The Board of Directors of the Parent company is responsible for:

  • defining and approving strategic guidelines and risk management policies;
  • at least once a year, quantitatively expressing the Group's overall risk appetite in terms of Economic capital.

The Board of Statutory Auditors and the Risk Committee are responsible for:

  • evaluating the level of efficiency and adequacy of the Internal Control Systems with particular regard to risk control.

The CEO/General Management is responsible for ensuring compliance with risk policies and procedures. The Director in charge of the internal control and risk management system, appointed in compliance with the Corporate Governance Code for listed companies, is responsible for creating and maintaining an effective system of internal control and risk management.

Specific management committees responsible for risk issues are also in place in order to promote efficiency and flexibility in the decision-making process and facilitate interactions between the various corporate departments involved.

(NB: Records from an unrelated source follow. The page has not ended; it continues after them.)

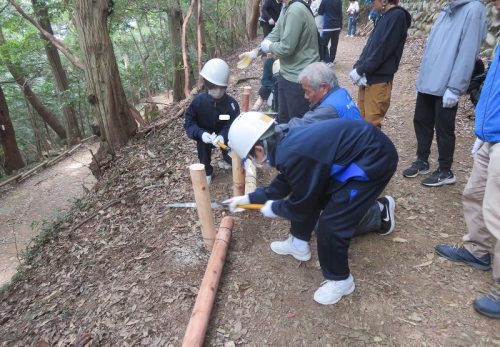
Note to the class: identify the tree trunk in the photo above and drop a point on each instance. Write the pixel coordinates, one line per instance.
(13, 158)
(60, 77)
(106, 94)
(252, 18)
(175, 25)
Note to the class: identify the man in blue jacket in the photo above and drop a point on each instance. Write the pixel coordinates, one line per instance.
(481, 198)
(210, 114)
(445, 72)
(330, 173)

The Risk Management Committee of the Parent Company:

  • establishes risk management policies;
  • ensures overall compliance with the limits defined for the various operating levels;
  • defines capital allocation proposals to be submitted to the Board of Directors;
  • assesses risk profile and, therefore, capital consumption (Regulatory and Economic) at both Group level and individual Group company level and analyses the risk-return performance indicators.

The Finance and Liquidity Committee of the Parent company has the task of:

  • setting the principles and providing strategic guidance for Proprietary Finance;
  • deliberating and submitting proposals concerning the interest rate and liquidity risk exposure of the banking book and defines capital management actions required.

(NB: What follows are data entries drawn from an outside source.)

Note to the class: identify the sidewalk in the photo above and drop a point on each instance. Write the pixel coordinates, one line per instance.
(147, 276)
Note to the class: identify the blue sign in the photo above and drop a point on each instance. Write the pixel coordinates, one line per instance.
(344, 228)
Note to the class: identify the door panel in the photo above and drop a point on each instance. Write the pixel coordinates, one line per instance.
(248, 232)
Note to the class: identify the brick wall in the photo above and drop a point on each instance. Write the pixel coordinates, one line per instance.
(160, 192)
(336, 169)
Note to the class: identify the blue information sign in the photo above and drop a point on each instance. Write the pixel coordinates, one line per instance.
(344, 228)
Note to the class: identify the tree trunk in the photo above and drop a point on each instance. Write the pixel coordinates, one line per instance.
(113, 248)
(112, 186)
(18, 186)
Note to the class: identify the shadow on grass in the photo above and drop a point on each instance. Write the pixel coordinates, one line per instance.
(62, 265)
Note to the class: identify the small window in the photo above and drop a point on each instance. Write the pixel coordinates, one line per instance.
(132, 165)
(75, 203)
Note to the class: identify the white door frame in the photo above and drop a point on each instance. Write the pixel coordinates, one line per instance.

The Credit, and Credit Policies Committee of the Parent Company:

  • formulates credit process guidelines and expresses an opinion, at least once a year, on credit policies by verifying their commercial sustainability and consistency with risk appetite levels;
  • at least once a year, approves company policies pertaining to credit assessment, including for the purpose of subsequent reporting in the financial statements;
  • is responsible, on the basis of the power assigned to it, for taking decisions concerning the issue of credit and the management of problem loans and assets;

Within the Internal Control System, third-level controls are carried out by the Chief Audit Executive Division (Internal Audit), second-level controls by the Chief Risk Officer Division and the Compliance Area, and first-level controls by the Business Control Units. 

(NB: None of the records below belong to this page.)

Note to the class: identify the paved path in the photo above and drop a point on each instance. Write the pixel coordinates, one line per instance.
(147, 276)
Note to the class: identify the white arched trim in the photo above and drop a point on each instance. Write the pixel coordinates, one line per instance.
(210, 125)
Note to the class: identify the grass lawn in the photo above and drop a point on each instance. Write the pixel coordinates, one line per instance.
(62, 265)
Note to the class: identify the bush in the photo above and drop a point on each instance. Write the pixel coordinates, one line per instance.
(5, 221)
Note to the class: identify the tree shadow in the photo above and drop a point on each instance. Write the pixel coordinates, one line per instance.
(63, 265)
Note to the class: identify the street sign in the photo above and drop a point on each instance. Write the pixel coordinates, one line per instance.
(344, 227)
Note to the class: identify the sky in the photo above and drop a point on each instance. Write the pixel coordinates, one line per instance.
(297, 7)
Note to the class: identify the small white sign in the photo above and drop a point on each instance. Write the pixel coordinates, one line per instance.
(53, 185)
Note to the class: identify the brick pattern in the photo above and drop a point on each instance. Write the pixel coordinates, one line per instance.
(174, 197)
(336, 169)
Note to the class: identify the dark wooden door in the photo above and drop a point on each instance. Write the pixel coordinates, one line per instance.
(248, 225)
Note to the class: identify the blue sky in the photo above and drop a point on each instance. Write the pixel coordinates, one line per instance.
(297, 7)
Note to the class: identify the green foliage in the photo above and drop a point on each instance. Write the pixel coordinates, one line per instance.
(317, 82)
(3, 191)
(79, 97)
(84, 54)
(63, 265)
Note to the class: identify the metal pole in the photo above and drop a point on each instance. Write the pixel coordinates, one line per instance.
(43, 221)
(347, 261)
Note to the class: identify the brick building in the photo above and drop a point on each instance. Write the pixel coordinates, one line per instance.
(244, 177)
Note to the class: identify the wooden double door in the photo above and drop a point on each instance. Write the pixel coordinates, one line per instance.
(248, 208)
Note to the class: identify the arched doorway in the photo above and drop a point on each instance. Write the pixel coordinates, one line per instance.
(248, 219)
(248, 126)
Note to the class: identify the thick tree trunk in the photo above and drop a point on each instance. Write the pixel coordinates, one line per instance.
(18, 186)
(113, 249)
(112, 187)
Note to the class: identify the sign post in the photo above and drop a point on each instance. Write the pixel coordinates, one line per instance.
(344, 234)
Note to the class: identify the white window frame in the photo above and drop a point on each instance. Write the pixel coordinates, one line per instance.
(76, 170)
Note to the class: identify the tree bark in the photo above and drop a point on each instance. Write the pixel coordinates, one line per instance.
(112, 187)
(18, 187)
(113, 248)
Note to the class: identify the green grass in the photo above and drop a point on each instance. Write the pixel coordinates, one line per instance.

In accordance with the principles contained in the New Accord on Capital Adequacy (Basel 2) in relation to First Pillar risks, in the first half of 2008, the Montepaschi Group completed its work on the internal models for credit and operational risks. Pursuant to circular letter 263/2006 of the bank of Italy, on 12 June 2008 the Montepaschi Group was officially authorised under regulation no. 647555 to use the advanced models for the measurement and management of credit risk (AIRB -Advanced Internal Rating Based) and operational risk (AMA – Advanced Measurement Approach) as of the first consolidated report at 30-06-2008. 
These models were subsequently developed and their scope of application extended to Group entities not originally included in the initial scope of validation.